Что же касается Эрлинга, я не мог ошибиться и, как ни странно, думаю, что и не ошибся. Не проболтаться было противно его натуре. Промолчать он просто не мог, но если бы я сказал об этом Эйвинду Брекке, я знаю, он ответил бы мне: На этот раз Эрлинг не проболтается.
И Эрлинг, который вообще-то не умел молчать, на этот раз не проболтался. Брекке сказал мне после войны, что Эрлингу мало что было известно, но адресов он знал больше семидесяти. Большую часть из них он, конечно, быстро забывал, однако, если б немцы за него взялись, кое-какие они могли бы из него выбить. Может, он не проболтался потому, что голые адреса никому не были интересны? Эйвинд Брекке предупредил нас запиской, написанной в его духе, он передал ее нам из Грини. Он считал, что ему оттуда уже не выйти, — как раз тогда его избили так, что он на всю жизнь лишился здоровья. И тем не менее он подумал о других. Содержание его записки ходило по городу, как анекдот: «Немедленно отправьте в Швецию Эрлинга Вика. Он ничего не знает, но только богу известно, что он может наговорить!»
Если бы немцы узнали то «ничего», что знал Эрлинг, последствия были бы самые ужасные. Мы потеряли бы множество людей, сказал Брекке.
Так что кое-что Эрлинг все-таки знал, а многое сообразил сам.

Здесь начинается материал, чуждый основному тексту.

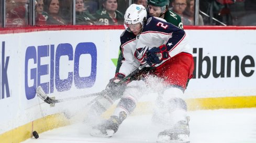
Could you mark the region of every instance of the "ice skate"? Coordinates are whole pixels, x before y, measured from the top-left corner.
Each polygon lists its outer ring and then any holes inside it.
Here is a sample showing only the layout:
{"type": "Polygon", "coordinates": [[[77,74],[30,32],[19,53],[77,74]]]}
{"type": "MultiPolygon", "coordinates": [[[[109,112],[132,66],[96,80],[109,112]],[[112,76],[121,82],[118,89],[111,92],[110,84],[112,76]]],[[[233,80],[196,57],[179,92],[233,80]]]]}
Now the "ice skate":
{"type": "Polygon", "coordinates": [[[189,138],[189,116],[186,120],[180,121],[171,128],[159,133],[157,142],[184,143],[190,142],[189,138]]]}

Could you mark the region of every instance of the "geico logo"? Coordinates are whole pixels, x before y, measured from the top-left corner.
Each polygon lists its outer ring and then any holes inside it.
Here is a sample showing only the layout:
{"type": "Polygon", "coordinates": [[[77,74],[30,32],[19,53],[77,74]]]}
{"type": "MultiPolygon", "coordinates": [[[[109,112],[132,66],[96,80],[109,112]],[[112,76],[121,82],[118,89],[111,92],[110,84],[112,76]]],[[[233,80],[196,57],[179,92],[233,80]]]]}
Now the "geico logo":
{"type": "Polygon", "coordinates": [[[28,100],[35,97],[39,85],[49,94],[53,93],[54,87],[58,92],[69,90],[73,82],[77,88],[90,88],[94,84],[97,49],[94,43],[80,43],[75,48],[69,43],[62,43],[56,50],[55,47],[51,45],[27,48],[25,85],[28,100]],[[87,74],[83,76],[81,69],[87,74]]]}
{"type": "Polygon", "coordinates": [[[198,54],[195,55],[197,54],[197,49],[193,48],[194,79],[208,78],[211,72],[215,78],[225,77],[225,76],[227,77],[239,77],[240,71],[243,76],[249,77],[254,72],[253,68],[255,67],[255,62],[251,56],[210,57],[203,56],[202,48],[198,48],[198,54]]]}

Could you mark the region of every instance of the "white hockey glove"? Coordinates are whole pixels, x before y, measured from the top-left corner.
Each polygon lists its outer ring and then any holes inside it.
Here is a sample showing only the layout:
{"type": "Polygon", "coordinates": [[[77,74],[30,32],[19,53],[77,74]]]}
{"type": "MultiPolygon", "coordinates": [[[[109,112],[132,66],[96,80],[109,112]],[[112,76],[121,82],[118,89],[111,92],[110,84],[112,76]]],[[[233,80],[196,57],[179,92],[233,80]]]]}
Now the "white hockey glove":
{"type": "Polygon", "coordinates": [[[121,84],[118,84],[118,82],[125,77],[125,75],[124,74],[117,73],[115,77],[109,80],[109,82],[106,88],[108,93],[110,94],[109,95],[123,95],[123,93],[125,91],[125,87],[129,83],[129,81],[121,84]]]}

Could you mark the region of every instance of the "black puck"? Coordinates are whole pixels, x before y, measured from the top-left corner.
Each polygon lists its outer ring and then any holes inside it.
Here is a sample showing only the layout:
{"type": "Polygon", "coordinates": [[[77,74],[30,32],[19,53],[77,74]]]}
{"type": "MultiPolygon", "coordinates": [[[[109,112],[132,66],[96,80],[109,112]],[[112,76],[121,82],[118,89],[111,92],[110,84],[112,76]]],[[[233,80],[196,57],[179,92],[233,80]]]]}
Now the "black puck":
{"type": "Polygon", "coordinates": [[[33,136],[35,138],[38,138],[39,137],[39,136],[38,135],[38,134],[37,133],[37,131],[35,131],[34,132],[33,132],[32,134],[33,134],[33,136]]]}

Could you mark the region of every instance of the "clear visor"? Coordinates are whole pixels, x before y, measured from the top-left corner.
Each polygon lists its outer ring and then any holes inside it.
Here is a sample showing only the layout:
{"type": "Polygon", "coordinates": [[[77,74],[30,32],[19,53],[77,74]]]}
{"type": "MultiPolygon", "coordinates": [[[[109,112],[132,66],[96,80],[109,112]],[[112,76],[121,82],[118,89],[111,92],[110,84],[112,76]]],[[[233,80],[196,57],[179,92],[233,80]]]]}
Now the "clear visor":
{"type": "Polygon", "coordinates": [[[130,24],[125,22],[124,22],[124,23],[125,29],[129,32],[131,32],[131,29],[132,30],[140,28],[140,27],[141,26],[141,24],[140,23],[138,23],[134,24],[130,24]]]}
{"type": "Polygon", "coordinates": [[[134,24],[129,24],[125,22],[124,23],[127,27],[129,28],[130,29],[136,29],[139,28],[141,25],[140,23],[138,23],[134,24]]]}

Но он не проболтался ни тогда, ни потом. Однажды он сидел в ресторане в Стокгольме с двумя людьми, чьи имена были ему известны по нелегальной работе, но не позволил себе узнать их, и потому они тоже промолчали. Не только мы посылали свои сообщения за границу.
Потом мне было даже смешно, что Эрлинг был нашим связным, перевозившим деньги, ведь он сам постоянно нуждался в деньгах. Про это ходило много злых шуток.
Теперь все изменилось. Мы оба уже не те, что были тогда. Большая часть моих возражений против него давно потеряла силу, осталось только одно, но как раз его я никогда не пускал в ход, Брекке этого бы не понял. Мы не должны доверять писателю свои тайны, это несправедливо по отношению к нему. Ведь его призвание — открывать тайны, а не хранить их, это заложено в нем от рождения, и другим он быть просто не может. Он должен открывать тайны словами так же, как живописец открывает их с помощью цвета. Писатель, если он собой что-то представляет, это катализатор. Это не католический священник, давший обет сохранять тайну исповеди. Легко сказать: ты должен молчать, чтобы не принести беды ближнему. Но у писателя другое устройство — он должен говорить о том, что знает. Природа все равно пробьется через любые запреты. Конечно, он выдает правду не в прямом смысле этого слова, не ту, которую ищут на судебных процессах, однако обрывки необработанной, так сказать, вульгарной правды могут стать достоянием общественности. Все, что писатель пережил, задело это его душу или нет, обогащает его опыт, то же самое происходит со всеми, кто способен делать выводы, но у писателя это попадает в плавильный тигель и там вступает в реакцию со всеми родственными элементами. Пройдя обработку, это однажды будет пущено в дело, и тогда он сам уже не сможет сказать точно, откуда он это взял и сколько в этом его собственного опыта. Если мы что-то доверили писателю и потребовали, чтобы он хранил это на своем складе нетронутым, значит, мы хотим превратить этого писателя в человека, закопавшего в землю свой единственный талант. И мы познаем на собственном опыте, что потребовали невыполнимого.